⁴ Department of Health Care, Universidad Autónoma Metropolitana, Mexico City, Mexico.

Abstract

Background: Estimating energy requirements (ER) is crucial for nutritional attention to chronic kidney disease (CKD) patients. Current guidelines recommend measuring ER with indirect calorimetry (IC) when possible. Due to clinical settings, the use of simple formulas is preferred. Few studies have modeled equations for estimating ER for CKD. Nevertheless, variables of interest such as nutritional status and strength have not been explored in these models. This study aimed to develop and validate a model for estimating REE in patients with CKD stages 3-5, who were not receiving renal replacement therapy (RTT), using clinical variables and comparing it with indirect calorimetry as the gold standard.

Methods: In this study 80 patients with CKD participated. Indirect calorimetry (IC) was performed in all patients. The calorimeter analyzed metabolic measurements every minute for 15 min after autocalibration with barometric pressure, temperature, and humidity. Bioelectrical Impedance Analysis (BIA) was performed. Fat-free mass (FFM) was registered among other bioelectrical components. Handgrip strength (HGS) was evaluated and an average of 3 repetitions was recorded. Nutritional status was assessed with the subjective global assessment (SGA). Patients categorized as B or C were then considered as having malnutrition.

Results: We analyzed 71 patients and 3 models were generated. Model 1a included FFM; Model 2a included weight; Model 3c included handgrip strength (HGS). All other variables were stepwise, computer-selected with a p < 0.01 significance level; Malnutrition was consistently associated with ER among other clinical variables in all models (p < 0.05). The model that included BIA-FFM had R ² _adjusted = 0.46, while the model that included weight (Kg) had an adjusted R ² _adjusted = 0.44. The models had moderate concordance, LC = 0.60-0.65 with the gold standard, whereas other energy expenditure estimation equations had LC = 0.36 and 0.55 with indirect calorimetry. Using these previously validated equations as a reference, our models had concordance values ranging from 0.66 to 0.80 with them.

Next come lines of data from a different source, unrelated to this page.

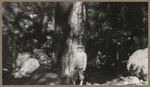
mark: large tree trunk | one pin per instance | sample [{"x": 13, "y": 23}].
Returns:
[{"x": 75, "y": 37}]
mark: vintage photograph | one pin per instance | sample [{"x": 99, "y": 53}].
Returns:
[{"x": 74, "y": 43}]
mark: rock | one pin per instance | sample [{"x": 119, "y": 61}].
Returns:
[
  {"x": 27, "y": 67},
  {"x": 138, "y": 64}
]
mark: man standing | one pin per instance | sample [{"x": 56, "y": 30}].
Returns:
[{"x": 80, "y": 65}]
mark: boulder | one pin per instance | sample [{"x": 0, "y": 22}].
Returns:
[{"x": 138, "y": 64}]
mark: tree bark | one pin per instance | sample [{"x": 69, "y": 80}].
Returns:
[{"x": 75, "y": 37}]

Conclusion: Models incorporating nutritional status and other clinical variables such as weight, FFM, comorbidities, gender, and age have a moderate agreement with REE. The agreement between our models and others previously validated for the CKD patient is good; however, the agreement between the latter and IC measurements is moderate. The KDOQI lowest recommendation (25 Kcals/kg body weight) considering the 22% difference with respect to the IC for total energy expenditure rather than for REE.

Keywords: chronic kidney disease; energy; energy requirements; equation; indirect calorimetry; nutritional attention; resting energy expenditure; validity.